Potrebbe essere un testo che va bene, non solo per tutte le religioni, ma per tutte le Costituzioni. Non si parla infatti di principi evangelici, ma di natura. Perché sentirla allora come un’ingerenza cattolica? Viene spontanea una prima domanda da porre agli zelanti farisei della laicità atea e anticlericale: su quali fondamenti si regge l’etica di un non credente? Perché dovrebbe risultare chiaro che anche chi non fa riferimento a Dio dovrà pur avere una morale. E se questa morale non parte dal riconoscimento di un principio religioso, ci dovrebbe essere almeno la natura a far da criterio oggettivo che ispira la coscienza atea.
Non è da oggi che il concetto di natura viene guardato con sospetto, in quanto considerato una sorta di principio trascendente, quasi una divinità religiosa.
Era il 1972 quando il medico americano Money, della John Hopkins University, sosteneva di avere le prove scientifiche che la differenza sessuale non veniva dalla natura ma dalla cultura. Benché la teoria lasciasse il tempo che trovava, l’onda emotiva della notizia arrivò al cuore di certo femminismo e radicalismo etico, ai quali non parve vero poter sostenere il superamento del concetto di natura predicato fino ad allora.

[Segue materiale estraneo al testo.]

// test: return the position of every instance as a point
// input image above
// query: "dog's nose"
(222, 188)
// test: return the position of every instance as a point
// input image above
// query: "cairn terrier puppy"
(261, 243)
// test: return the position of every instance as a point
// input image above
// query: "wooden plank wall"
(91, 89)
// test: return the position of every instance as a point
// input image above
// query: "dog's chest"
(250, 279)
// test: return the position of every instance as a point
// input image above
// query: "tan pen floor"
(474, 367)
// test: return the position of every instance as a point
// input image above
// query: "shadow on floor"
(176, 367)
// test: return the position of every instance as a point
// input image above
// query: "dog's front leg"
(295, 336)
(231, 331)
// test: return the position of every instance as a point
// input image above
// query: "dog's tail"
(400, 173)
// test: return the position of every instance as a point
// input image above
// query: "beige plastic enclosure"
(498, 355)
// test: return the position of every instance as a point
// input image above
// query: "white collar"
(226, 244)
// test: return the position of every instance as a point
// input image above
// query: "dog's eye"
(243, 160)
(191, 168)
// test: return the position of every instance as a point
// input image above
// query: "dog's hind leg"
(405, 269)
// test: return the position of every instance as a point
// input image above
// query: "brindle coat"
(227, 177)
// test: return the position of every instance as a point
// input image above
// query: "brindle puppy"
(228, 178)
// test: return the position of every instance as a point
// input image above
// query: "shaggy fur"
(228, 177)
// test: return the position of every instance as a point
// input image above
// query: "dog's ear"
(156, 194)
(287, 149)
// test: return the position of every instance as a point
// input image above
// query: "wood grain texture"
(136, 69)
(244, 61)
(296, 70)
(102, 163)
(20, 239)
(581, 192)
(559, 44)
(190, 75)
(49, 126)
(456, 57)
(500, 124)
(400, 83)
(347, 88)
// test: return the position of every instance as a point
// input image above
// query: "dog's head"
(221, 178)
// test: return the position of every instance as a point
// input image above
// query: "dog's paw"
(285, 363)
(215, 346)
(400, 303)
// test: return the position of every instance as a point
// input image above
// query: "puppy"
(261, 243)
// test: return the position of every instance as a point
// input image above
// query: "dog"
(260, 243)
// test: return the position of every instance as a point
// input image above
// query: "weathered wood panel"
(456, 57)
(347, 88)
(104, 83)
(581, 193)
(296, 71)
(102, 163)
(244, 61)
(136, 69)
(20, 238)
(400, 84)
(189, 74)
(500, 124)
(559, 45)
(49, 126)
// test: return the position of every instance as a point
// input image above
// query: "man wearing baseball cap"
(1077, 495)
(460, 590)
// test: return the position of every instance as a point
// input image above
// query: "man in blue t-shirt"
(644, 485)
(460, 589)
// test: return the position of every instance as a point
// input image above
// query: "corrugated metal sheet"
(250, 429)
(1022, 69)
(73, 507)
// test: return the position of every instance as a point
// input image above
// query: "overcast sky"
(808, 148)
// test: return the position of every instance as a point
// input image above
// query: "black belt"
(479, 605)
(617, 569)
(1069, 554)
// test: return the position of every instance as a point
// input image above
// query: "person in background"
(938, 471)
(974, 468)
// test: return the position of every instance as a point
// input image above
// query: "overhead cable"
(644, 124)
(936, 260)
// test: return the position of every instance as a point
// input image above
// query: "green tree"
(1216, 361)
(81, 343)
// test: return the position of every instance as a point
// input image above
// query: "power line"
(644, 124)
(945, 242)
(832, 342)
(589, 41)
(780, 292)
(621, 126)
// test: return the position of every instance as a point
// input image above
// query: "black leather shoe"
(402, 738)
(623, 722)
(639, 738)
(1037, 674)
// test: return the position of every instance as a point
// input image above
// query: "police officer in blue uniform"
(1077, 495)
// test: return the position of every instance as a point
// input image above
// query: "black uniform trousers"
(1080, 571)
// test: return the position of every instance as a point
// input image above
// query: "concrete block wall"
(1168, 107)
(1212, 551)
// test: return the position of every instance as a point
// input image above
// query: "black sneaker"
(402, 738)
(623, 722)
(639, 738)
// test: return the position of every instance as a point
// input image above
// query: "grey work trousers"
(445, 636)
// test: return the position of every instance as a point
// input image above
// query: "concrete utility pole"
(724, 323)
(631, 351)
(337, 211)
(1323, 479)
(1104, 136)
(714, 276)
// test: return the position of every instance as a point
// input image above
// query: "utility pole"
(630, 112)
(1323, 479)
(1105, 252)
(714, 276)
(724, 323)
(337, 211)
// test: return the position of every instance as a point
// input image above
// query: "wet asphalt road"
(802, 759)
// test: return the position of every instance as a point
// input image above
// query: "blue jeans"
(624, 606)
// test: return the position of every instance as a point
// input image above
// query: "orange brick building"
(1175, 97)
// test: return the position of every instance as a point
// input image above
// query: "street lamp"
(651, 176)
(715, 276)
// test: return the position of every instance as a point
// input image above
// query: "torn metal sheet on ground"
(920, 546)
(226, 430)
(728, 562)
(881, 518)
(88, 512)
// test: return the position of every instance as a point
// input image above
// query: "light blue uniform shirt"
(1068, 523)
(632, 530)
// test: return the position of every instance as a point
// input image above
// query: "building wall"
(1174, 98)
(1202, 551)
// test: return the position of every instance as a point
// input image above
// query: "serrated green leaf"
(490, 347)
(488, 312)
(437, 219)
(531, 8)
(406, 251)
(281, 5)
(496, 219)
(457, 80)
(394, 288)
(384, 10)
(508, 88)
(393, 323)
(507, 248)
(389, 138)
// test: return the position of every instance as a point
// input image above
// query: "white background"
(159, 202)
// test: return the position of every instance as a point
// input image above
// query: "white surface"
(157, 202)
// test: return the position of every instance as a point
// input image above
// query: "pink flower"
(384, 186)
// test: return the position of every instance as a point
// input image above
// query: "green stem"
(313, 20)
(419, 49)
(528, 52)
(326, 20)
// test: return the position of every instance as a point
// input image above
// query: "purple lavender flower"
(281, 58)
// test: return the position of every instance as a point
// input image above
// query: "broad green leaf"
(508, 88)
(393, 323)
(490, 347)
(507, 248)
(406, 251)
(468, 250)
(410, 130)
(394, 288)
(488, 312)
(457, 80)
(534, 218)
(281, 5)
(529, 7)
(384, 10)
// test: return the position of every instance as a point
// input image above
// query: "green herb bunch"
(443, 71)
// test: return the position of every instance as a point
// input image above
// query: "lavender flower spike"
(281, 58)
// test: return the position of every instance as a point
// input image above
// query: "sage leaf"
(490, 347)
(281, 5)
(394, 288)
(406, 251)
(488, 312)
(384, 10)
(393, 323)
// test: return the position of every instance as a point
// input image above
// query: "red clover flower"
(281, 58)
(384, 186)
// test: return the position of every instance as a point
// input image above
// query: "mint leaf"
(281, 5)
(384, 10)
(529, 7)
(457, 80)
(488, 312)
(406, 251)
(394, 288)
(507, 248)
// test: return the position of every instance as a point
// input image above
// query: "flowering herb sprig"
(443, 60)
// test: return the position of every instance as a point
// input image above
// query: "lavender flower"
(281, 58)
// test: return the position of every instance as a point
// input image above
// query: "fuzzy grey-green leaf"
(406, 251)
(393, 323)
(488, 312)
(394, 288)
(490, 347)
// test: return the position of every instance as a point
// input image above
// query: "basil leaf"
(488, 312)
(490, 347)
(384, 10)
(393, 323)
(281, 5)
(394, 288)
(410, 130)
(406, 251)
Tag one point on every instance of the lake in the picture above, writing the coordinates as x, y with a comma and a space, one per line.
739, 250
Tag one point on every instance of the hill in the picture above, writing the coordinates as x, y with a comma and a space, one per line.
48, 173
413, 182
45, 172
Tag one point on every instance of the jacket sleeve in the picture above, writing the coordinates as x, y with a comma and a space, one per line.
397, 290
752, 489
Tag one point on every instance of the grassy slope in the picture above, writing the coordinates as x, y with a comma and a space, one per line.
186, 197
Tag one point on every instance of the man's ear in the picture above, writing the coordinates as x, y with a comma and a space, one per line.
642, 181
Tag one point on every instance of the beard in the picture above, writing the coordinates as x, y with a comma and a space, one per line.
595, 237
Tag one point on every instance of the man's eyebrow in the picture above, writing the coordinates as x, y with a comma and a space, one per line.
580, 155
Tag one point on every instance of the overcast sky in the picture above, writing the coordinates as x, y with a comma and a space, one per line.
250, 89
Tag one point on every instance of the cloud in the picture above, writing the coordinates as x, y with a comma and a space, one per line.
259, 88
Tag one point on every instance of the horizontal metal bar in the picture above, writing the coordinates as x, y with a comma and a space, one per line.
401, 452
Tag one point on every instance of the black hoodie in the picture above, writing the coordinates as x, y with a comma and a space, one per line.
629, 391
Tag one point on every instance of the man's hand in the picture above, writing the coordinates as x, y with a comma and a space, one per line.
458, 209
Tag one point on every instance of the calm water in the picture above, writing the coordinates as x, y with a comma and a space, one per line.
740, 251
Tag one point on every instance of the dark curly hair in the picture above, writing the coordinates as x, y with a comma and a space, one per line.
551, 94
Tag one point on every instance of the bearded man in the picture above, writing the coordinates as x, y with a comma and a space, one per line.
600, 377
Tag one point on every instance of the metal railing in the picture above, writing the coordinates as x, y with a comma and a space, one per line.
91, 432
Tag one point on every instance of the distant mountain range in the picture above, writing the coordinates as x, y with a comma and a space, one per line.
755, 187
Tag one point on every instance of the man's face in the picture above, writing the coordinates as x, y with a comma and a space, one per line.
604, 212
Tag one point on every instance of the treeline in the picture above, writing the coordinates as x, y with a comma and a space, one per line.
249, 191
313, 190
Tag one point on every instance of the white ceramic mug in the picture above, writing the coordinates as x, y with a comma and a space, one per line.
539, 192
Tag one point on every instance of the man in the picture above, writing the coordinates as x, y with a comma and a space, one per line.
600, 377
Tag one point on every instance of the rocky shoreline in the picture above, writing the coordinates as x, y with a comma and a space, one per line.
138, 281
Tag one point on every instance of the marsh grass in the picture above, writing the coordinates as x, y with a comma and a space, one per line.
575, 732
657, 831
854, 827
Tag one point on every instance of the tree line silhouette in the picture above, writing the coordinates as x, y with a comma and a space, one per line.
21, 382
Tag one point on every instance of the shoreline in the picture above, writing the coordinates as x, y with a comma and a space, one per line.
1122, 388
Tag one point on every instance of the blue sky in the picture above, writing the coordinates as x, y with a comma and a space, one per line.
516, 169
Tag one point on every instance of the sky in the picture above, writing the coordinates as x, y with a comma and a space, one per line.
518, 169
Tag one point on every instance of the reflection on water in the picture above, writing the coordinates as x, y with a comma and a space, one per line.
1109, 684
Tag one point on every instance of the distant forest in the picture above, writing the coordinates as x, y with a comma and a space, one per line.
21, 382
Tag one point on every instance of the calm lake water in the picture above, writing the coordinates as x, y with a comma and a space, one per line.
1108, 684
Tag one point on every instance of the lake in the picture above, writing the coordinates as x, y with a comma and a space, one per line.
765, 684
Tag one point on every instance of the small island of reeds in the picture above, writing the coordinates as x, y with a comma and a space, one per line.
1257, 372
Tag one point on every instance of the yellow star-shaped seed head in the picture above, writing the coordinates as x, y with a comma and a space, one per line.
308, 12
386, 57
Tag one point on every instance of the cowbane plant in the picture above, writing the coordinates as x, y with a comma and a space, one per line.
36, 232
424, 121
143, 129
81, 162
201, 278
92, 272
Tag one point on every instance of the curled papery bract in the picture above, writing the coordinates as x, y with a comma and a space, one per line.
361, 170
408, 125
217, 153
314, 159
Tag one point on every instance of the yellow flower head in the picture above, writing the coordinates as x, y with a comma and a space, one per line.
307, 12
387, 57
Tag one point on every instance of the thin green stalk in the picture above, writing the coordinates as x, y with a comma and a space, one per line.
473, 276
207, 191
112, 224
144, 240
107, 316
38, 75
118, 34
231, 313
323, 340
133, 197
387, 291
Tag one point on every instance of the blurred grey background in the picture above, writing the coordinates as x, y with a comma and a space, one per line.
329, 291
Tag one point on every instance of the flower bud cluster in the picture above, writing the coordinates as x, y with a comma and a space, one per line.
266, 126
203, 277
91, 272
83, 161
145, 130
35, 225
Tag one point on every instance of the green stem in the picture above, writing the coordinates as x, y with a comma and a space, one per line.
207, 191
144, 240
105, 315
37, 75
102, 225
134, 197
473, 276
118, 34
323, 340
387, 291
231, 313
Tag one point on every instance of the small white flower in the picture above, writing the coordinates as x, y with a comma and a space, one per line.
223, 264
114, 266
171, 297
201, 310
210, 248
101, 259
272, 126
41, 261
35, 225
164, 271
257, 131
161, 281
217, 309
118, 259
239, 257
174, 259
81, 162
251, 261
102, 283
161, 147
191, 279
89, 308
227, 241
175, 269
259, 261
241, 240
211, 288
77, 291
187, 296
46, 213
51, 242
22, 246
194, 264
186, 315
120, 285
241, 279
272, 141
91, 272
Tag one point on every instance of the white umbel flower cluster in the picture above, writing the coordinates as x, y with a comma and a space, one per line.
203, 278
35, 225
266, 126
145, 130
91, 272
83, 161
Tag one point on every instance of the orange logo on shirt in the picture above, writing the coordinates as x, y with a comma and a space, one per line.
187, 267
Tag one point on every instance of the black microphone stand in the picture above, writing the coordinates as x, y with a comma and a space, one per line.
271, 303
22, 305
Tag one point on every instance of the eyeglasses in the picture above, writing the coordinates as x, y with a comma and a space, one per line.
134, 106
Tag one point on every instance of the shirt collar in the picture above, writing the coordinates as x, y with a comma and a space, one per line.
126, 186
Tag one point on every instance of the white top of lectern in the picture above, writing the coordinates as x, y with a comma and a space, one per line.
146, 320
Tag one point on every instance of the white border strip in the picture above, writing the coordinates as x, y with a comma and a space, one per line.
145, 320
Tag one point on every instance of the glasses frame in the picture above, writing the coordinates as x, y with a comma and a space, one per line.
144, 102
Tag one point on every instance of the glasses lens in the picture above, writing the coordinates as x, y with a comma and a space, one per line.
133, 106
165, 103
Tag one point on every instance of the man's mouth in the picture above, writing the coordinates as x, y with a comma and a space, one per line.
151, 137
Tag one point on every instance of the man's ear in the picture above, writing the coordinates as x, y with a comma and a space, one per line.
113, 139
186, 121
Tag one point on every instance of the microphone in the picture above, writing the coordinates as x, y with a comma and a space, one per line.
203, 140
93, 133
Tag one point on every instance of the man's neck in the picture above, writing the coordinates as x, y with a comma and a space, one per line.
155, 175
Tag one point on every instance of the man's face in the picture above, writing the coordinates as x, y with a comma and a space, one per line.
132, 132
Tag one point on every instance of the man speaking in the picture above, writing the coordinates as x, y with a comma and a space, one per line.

Se oggi siamo qui a tirarci per i capelli, incapaci di essere d’accordo su alcunché, è perché la stessa cultura giuridica ha finito per essere scombussolata da questa emarginazione del principio di natura. Una volta giustificato tutto con la cultura, è ovvio che nessun principio può essere considerato oggettivamente fondato. Non quello di famiglia e non quello di persona. Anzi, è proprio quest’ultima che subisce lo smacco più vistoso, in una progressiva e pericolosa rinuncia a considerare il tema della vita come il principio irrinunciabile di ogni etica.
Sappiamo bene che le correnti filosofiche, che serpeggiano nelle università europee, non lasciano grandi margini di ottimismo. Ormai non è più l’essere umano a fondamento dell’etica, ma il patto tra chi detiene il potere e decide di volta in volta cosa abbia e non abbia valore. A dar man forte persiste la visione marxista, secondo la quale la persona umana è l’insieme dei suoi rapporti sociali. Con ovvie conclusioni per tutti coloro che per ragioni anagrafiche o fisiche non hanno voce in capitolo o relazioni significative. Del resto, i lager romeni per handicappati, le fogne di Bucarest o gli orfanotrofi russi bastano da soli a illuminarci sulle conseguenze di questa concezione dell’uomo. Ricordare che il legislatore è tenuto a mettersi in sintonia con la natura è qualcosa di più di un proclama cattolico. È semplicemente una questione di dignità umana.